RessourceToujours plus de précarité alimentaire
Dans cet interview, Céline Nieuwenhuys souligne à quel point la précarité alimentaire s'intensifie. Elle rappelle à quel point enjeux sociaux, sanitaires, écologiques et alimentaires sont inextricablement liés.
Céline Nieuwenhuys, secrétaire générale de la Fédération des services sociaux, était l'invitée de La Première, par Thomas Gadisseux.
Le lendemain de la manifestation du secteur marchand qui rassemble en juin 2023 plus de 10.000 personnes dans les rues de Bruxelles, Céline Nieuwenhuys souligne à quel point la précarité alimentaire s'intensifie. Dans cette interview, elle rappelle à quel point enjeux sociaux, sanitaires, écologiques et alimentaires sont inextricablement liés. Crises successives, inflation, prix élevés des denrées alimentaires, malbouffe, conditions de travail précaires pour les producteurs bio, filet de sécurité social fragile, réforme fiscale, sont autant d'éléments qui convoquent urgemment et de façon complémentaire l'action politique, l'action de terrain et la désobéissance civile.
Quelques extraits :
" On a sur le terrain, et du côté des acteurs de l'aide alimentaire et du côté des producteurs qui tentent de construire un monde plus juste pour demain et plus vert, un effondrement. Du côté du secteur de l’aide alimentaire : ils ont enchaîné deux crises (Covid et énergie) et se retrouvent aujourd’hui avec moins de produits à distribuer. Et plus de monde à leur porte. Ce qui est quand même un constat difficile. Et du côté des producteurs, on a en février 2023, où toutes les semaines, un éleveur, un producteur ou un maraîcher bio qui rend les gants."
"Quand on parle de transition juste, de l’urgence climatique etc., on est face à deux acteurs : des acteurs qui prennent soin des habitants d’un côté, des acteurs qui prennent soin de la planète de l’autre – qui s’effondrent. C'est totalement anormal. On voudrait réveiller la capacité d'étonnement, parce que je pense qu'on s'habitue."
"Devoir sélectionner dans une file des personnes à qui vous donnez un colis, et d’autres à qui vous ne donnez pas, c’est d’une indécence sans nom."
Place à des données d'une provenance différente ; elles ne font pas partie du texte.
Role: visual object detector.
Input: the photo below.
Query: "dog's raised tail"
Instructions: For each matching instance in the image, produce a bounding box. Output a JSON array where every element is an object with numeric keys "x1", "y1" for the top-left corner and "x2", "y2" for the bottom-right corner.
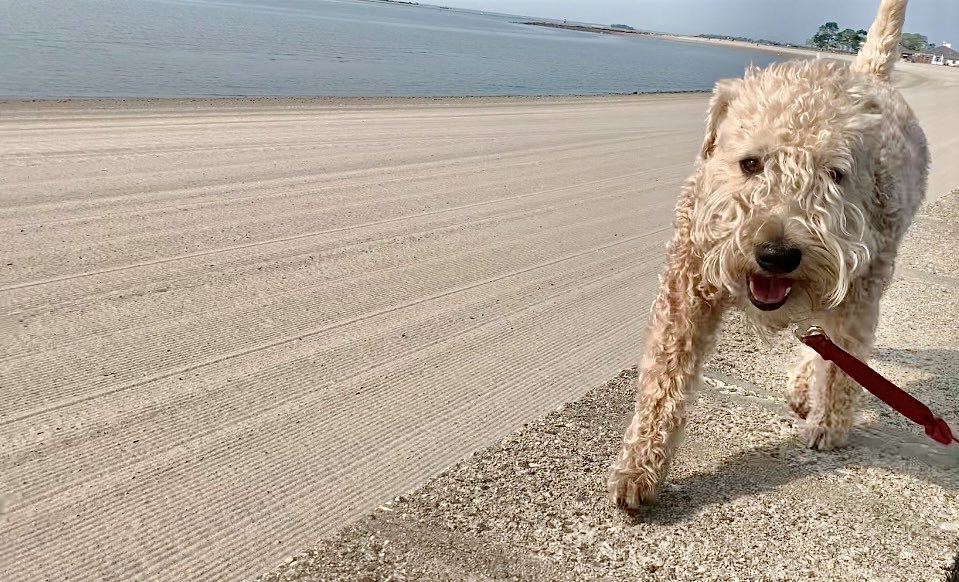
[{"x1": 852, "y1": 0, "x2": 908, "y2": 79}]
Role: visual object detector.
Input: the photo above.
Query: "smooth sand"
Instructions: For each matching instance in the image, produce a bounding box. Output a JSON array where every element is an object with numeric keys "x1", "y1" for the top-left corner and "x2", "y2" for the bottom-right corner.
[{"x1": 0, "y1": 60, "x2": 959, "y2": 581}]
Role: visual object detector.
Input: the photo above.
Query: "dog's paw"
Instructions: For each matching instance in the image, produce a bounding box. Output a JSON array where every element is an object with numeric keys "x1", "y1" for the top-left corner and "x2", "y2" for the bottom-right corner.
[
  {"x1": 787, "y1": 390, "x2": 809, "y2": 419},
  {"x1": 805, "y1": 424, "x2": 849, "y2": 451},
  {"x1": 606, "y1": 463, "x2": 658, "y2": 510}
]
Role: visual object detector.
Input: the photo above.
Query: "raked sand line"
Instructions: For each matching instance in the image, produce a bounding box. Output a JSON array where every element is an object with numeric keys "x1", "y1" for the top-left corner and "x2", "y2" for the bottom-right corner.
[{"x1": 0, "y1": 60, "x2": 959, "y2": 581}]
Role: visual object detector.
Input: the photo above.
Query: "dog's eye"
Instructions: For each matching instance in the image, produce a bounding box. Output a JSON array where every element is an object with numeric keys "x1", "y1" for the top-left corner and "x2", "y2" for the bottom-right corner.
[{"x1": 739, "y1": 158, "x2": 763, "y2": 176}]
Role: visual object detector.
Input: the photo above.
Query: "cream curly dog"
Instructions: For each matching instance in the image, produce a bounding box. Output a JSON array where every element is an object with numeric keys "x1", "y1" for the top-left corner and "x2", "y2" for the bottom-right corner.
[{"x1": 607, "y1": 0, "x2": 928, "y2": 508}]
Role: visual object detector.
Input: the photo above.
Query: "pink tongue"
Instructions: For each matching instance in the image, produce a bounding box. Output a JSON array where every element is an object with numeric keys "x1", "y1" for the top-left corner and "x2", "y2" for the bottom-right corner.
[{"x1": 749, "y1": 275, "x2": 792, "y2": 303}]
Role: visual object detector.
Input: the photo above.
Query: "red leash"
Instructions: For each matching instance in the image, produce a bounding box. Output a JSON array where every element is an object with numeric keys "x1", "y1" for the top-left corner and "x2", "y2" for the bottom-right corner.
[{"x1": 796, "y1": 326, "x2": 959, "y2": 445}]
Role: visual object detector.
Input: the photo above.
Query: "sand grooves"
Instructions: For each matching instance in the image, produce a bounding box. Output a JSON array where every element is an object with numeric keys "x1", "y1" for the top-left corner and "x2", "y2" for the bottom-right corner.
[{"x1": 0, "y1": 97, "x2": 701, "y2": 580}]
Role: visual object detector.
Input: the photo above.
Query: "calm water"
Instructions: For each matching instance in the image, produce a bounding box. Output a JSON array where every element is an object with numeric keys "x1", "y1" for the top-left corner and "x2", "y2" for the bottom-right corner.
[{"x1": 0, "y1": 0, "x2": 774, "y2": 98}]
"Il y a un message au monde politique (...) : des moyens pour le monde non-marchand. (...) Et changer de cap et se dire que peut-être le repère, ce n'est pas la rentabilité, l'économie, mais ça doit être les habitants et la planète, parce qu'une crise démocratique est là. (...)"C'est là qu'il faut injecter, comme on a été capables de le faire pour le monde marchand. Comme on a été capable de le faire pour la crise énergétique pour que Total n'ait pas à prendre en charge l'ensemble des tarifs sociaux".
"On voit bien aujourd'hui, les CPAS et les caisses de chômage sont dans une telle saturation que les citoyens, la plupart qui viennent dans les services d'aide alimentaire, n'ont parfois pas de revenus pendant 3 à 6 mois. Mais 3 à 6 mois sans un franc qui tombe sur leur compte, est-ce qu'on imagine ce que ça produit ?"
"Ce n'est pas parce qu'on doit se réjouir, par exemple, que les supermarchés peuvent enfin donner les invendus plutôt que les brûler et les jeter. C'est une bonne nouvelle, mais peut-être que la meilleure nouvelle, c'est qu'on cesse de surproduire. Parce que ça, c'est délétère pour la planète. En fait, c'est systémique. Les personnes qui sont dans les files d'aide alimentaire, c'est les personnes qui sont obligées de se nourrir de produits plus polluants, qui vivent dans des quartiers plus pollués. In fine, c'est l'Etat qui paie. Parce que c'est la santé des habitants et des habitantes."